I completely get that you're not addressing the causes/meanings behind the images. That's another step. I'm... nervous... that the categories you've chosen have inherent biases (and not just because you're such-and-such an age, a Kiwi, a male gamer, etc).

'Indecent' is a great example. There's a moral assumption underlying the word choice. I can also see people looking at categories like 'submissive' uncritically, assuming it to have a moral element you may not have intended.

I can fully understand that women may feel left out of the hobby. Art may well be part of that. No disingenousness here.

(and fwiw, I'd like more women in the hobby)

I'm almost certainly jumping the gun. Post more on the topic, please. :)
mr_orgue at 2007-03-12 23:49 (UTC) (Link)
All of these points are very good. One of the decisions I made going in was to dispense with any pretense of objectivity - my categorisations definitely reflect my morality, even though I am trying to be a "reasonable person" (in the legal sense). And my choice of categories will definitely display some of these biases.

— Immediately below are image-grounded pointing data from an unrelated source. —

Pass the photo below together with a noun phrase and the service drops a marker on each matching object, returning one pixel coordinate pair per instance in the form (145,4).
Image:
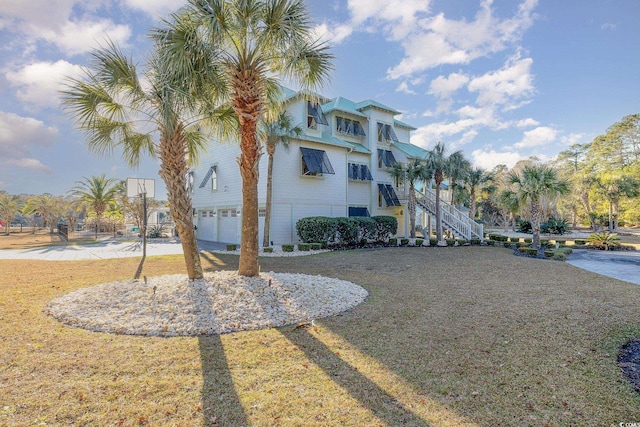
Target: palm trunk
(535,222)
(411,206)
(267,215)
(174,170)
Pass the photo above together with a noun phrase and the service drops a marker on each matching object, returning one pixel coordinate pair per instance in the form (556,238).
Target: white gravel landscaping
(222,302)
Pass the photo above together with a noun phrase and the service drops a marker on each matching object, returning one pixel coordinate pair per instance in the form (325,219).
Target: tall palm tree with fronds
(96,192)
(241,48)
(534,182)
(143,114)
(9,207)
(438,162)
(415,171)
(275,132)
(474,180)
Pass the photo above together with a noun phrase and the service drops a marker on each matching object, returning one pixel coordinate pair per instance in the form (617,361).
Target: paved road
(622,265)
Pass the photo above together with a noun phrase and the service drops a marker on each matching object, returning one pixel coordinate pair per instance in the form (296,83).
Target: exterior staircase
(454,220)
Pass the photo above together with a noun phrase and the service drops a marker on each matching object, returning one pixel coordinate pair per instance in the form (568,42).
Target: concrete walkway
(621,265)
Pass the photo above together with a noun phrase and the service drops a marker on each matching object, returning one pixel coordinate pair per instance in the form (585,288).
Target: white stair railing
(453,219)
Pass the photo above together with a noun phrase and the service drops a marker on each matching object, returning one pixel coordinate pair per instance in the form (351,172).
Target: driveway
(621,265)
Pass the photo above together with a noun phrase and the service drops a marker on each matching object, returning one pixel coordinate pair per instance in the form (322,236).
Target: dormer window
(386,133)
(315,116)
(349,127)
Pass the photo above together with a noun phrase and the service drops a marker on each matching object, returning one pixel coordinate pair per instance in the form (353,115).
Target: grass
(531,342)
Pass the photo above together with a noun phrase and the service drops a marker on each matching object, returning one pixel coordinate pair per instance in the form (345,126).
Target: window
(359,172)
(315,116)
(358,211)
(315,162)
(386,133)
(349,127)
(386,192)
(385,159)
(212,174)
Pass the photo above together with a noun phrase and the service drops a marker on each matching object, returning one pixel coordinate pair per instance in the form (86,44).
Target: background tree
(415,171)
(241,48)
(9,208)
(532,184)
(116,110)
(278,131)
(97,193)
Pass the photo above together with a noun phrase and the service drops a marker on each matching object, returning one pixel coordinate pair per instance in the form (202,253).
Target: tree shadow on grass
(369,394)
(220,403)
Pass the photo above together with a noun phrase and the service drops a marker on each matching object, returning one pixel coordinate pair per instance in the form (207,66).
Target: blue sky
(500,80)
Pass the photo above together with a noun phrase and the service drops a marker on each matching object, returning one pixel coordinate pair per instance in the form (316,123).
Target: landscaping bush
(316,229)
(604,241)
(386,226)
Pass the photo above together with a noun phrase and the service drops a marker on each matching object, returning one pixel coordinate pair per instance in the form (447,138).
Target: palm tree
(415,171)
(9,207)
(115,109)
(278,131)
(532,184)
(97,192)
(240,48)
(438,163)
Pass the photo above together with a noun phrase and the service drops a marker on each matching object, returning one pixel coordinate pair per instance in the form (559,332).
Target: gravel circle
(222,302)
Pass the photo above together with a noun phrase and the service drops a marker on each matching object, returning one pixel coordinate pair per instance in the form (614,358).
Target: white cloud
(38,83)
(542,135)
(504,86)
(488,159)
(19,134)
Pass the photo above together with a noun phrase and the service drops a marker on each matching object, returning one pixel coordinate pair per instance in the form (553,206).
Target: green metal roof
(403,124)
(375,104)
(342,104)
(411,150)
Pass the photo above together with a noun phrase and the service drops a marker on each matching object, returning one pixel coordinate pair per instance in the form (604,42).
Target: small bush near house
(604,241)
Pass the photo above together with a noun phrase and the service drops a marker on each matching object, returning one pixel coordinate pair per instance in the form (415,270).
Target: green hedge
(346,230)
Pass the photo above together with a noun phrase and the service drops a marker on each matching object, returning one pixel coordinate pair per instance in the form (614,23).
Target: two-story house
(337,166)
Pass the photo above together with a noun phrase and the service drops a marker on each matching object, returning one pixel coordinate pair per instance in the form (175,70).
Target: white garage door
(228,226)
(206,226)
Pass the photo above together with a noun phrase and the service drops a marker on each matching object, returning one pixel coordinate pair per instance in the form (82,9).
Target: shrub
(605,241)
(346,230)
(524,227)
(386,226)
(316,229)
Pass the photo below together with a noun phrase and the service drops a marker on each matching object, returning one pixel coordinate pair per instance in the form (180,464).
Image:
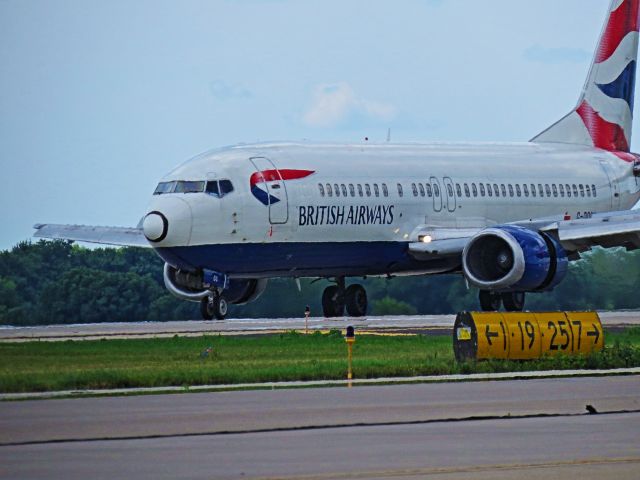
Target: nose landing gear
(214,306)
(336,297)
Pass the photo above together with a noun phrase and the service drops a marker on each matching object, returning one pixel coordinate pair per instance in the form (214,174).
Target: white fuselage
(386,192)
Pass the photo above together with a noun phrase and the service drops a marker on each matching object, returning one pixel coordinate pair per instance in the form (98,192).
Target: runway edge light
(350,338)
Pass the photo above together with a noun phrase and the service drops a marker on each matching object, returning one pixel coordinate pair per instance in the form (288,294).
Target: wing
(121,236)
(611,229)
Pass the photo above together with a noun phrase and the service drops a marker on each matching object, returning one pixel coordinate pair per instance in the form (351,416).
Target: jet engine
(189,286)
(509,258)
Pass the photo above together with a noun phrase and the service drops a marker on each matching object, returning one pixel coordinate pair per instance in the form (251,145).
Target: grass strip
(179,361)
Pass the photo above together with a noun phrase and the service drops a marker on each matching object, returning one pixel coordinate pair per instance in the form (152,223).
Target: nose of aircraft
(168,222)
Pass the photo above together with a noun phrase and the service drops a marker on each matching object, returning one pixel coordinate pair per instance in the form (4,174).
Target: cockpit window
(164,187)
(179,187)
(219,188)
(189,187)
(225,187)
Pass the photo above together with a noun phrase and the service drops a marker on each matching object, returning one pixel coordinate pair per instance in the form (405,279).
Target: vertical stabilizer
(604,113)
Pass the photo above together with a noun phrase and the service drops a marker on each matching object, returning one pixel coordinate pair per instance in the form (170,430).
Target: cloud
(335,104)
(225,91)
(537,53)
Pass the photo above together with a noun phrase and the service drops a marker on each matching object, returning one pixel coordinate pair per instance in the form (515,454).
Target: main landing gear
(214,306)
(336,297)
(491,301)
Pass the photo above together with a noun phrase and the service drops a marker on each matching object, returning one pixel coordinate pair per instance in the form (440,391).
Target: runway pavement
(508,429)
(382,325)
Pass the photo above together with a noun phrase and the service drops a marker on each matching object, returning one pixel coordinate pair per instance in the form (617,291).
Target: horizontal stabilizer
(121,236)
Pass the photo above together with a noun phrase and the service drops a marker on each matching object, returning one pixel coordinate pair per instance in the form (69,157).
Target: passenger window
(225,187)
(212,188)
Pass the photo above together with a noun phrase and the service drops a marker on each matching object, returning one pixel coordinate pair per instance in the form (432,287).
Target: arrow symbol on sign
(489,334)
(594,333)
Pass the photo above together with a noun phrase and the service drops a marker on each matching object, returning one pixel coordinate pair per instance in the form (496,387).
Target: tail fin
(604,112)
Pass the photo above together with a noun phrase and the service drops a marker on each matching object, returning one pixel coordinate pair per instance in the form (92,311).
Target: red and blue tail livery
(269,178)
(603,117)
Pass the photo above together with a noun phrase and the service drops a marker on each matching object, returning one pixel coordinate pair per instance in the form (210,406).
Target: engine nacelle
(189,286)
(511,258)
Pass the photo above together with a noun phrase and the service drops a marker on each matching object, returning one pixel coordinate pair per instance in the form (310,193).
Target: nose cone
(155,226)
(168,223)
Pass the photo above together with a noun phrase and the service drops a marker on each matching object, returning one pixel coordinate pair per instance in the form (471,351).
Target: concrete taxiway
(509,429)
(391,324)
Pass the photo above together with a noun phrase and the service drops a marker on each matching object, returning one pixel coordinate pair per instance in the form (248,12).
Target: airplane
(507,216)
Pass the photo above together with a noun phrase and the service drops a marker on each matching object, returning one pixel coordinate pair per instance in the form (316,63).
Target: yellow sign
(526,336)
(493,335)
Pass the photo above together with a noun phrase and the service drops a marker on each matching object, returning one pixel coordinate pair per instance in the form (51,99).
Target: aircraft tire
(220,307)
(513,301)
(206,309)
(356,300)
(489,301)
(332,302)
(216,307)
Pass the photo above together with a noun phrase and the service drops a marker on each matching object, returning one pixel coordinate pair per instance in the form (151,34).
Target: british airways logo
(261,183)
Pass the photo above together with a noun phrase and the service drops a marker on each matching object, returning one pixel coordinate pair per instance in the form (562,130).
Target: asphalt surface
(425,324)
(508,429)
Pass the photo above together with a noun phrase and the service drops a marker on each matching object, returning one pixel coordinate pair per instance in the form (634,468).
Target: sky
(99,100)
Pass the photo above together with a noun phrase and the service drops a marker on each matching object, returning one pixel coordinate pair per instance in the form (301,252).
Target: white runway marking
(251,326)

I'm hoping this ends up useful in spite of this stuff. I've realised that I really need to come up with a good finishing post which summarises the limitations of what I've done, as I see them; your comments are helping a great deal with figuring out what that should say.

Thanks man!
(Deleted comment)
(Deleted comment)
mr_orgue at 2007-03-11 21:33 (UTC) (Link)
Those are really interesting and useful. Cheers. I did a cursory google for something like that before starting, but when I didn't find something in my first pass I decided to just use my personal response, rather than an outside set of criteria; I had some rationale or other that I really should have written down. My get-out-of-jail-free card is that the image set is entirely online, so if anyone wants to test my evaluations (which I encourage!) they can do so.

In any case, these are definitely going into the for-future-reference pile.

That 'feminine touching' thing strikes a particular nerve - I never would have identified it myself, but now that it is pointed out I can think of loads of instances.
jimboboz at 2007-03-22 03:23 (UTC) (Link)
"Licensed Withdrawal. Women more than men are pictured engaged in involvements which remove them psychologically from the social situation at large, leaving them unoriented in it and to it, and dependent on the protectiveness of others who are present. Turning one's gaze away from another's can be seen as having the consequence of withdrawing from the current thrust of communication."

So that's why brides in photographs are always looking away from the man they're embracing, and at the camera or in the sky? I never understood that.
badgerbag at 2007-03-24 20:34 (UTC) (Link)
Ooooo. Thanks peaseblossom! This is a great explanation of a complicated thing...
giffydoll at 2007-03-12 06:03 (UTC) (Link)
I wanna see the results!!
mr_orgue at 2007-03-12 23:46 (UTC) (Link)
Slowly they appear, slowly... three quarters done now. All posted on Gametime, mind, not mr_orgue.
mkcs at 2007-03-16 08:19 (UTC) (Link)
The lipstick? Not, you know, the moulded nipples on the armor?
irrhapsodi at 2008-01-09 13:13 (UTC) (Link)
Yeah! What good reason for those? Except distraction..."Look /here/!"